Broken dreams shroud middle-aged Logan, once a promising novelist, as he stiffly settles himself into a nine-to-five corporate life. Logan marches forward with a beautiful and brightly positive fiancé. He writes marketing copy. He pays his bills. He lives in a well-appointed home. But Logan feels weighted by a past that might be an anchor or a lifeline.
Only Everything by Keith Martin-Smith is a profoundly affecting work of fiction that explores deep truths. With the narrative opening between the present and twenty-something Logan’s life in New York City as he writes his first novel, we get bright future and bleak mid-life all at once, a jarring split-screen, with each side haunting the other. Logan’s NYC girlfriend, Carissa, believes in him, pushes him, and loves him. His friends help and encourage him. Yet somehow it’s not enough. As the story unfolds, Martin-Smith connects the different parts of Logan’s life to uncover why.
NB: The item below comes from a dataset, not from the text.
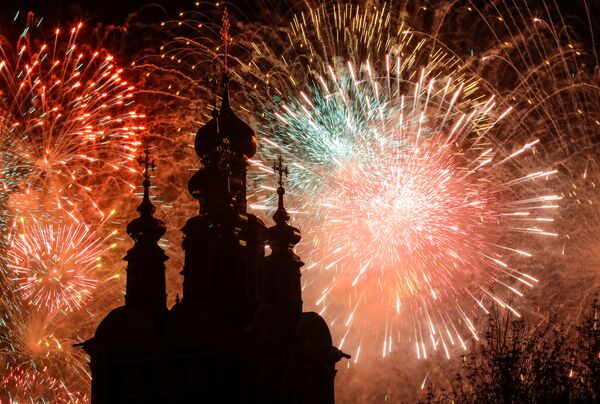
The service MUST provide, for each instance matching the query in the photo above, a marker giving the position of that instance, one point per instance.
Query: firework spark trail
(51, 267)
(327, 92)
The novel pushes deep into the unsettling complexities of yearning for a true life. Freedom, talent and love shove themselves through modern life’s relentless gauntlet of conformity and material success. Logan wishes only to bring his words into the world and say something that matters. Martin-Smith imbues Logan with a caustic earnestness, allowing him at times to be unlikable, slogging through the weight of the world. He drinks to erase the pain of unrealized dreams, but clings to a loosening grip on who he was and what he’s had and lost.
Martin-Smith peels back Logan’s truth through actions and conversations with those closest to him, uncovering the basic human need to connect. Slowly, and then with a lighting-quick, all-too-human encounter that smashes the false against the real, Logan stumbles forward, disoriented but reconnected to the young man determined to realize his dreams. His life is no longer a prayer but an action, something real that pushes out of the traps that held him lifeless. Martin-Smith doesn’t flinch at the consequences of such brutal honesty. He shows us the repercussions of Logan’s actions, the lives hurt by the pursuit of one’s own truth. Yet, at the same time, Logan’s life reveals the absolute necessity of those actions.
Novelists often use their own lives to get at the messiness of the human condition. Philip Roth created his flawed alter ego Nathan Zuckerman, and Kurt Vonnegut translated the awfulness of his young life in war into distinct, iconoclastic truths about life. Martin-Smith places into the world this small novel that travels a similar path: to uncover universal truths in one particular life. Logan personifies the truth of the poet Rainer Maria Rilke, “I want to unfold/Let no place in me hold itself closed/for when I am closed, I am false.”
That lyrical lament fuels dreams like Logan’s, and fuels the import of his story. Confronting core existential truths about personal authenticity and integrity and freedom allows a person to open themselves to life no matter what comes. That realization is more than worth the price of admission to this excellent novel.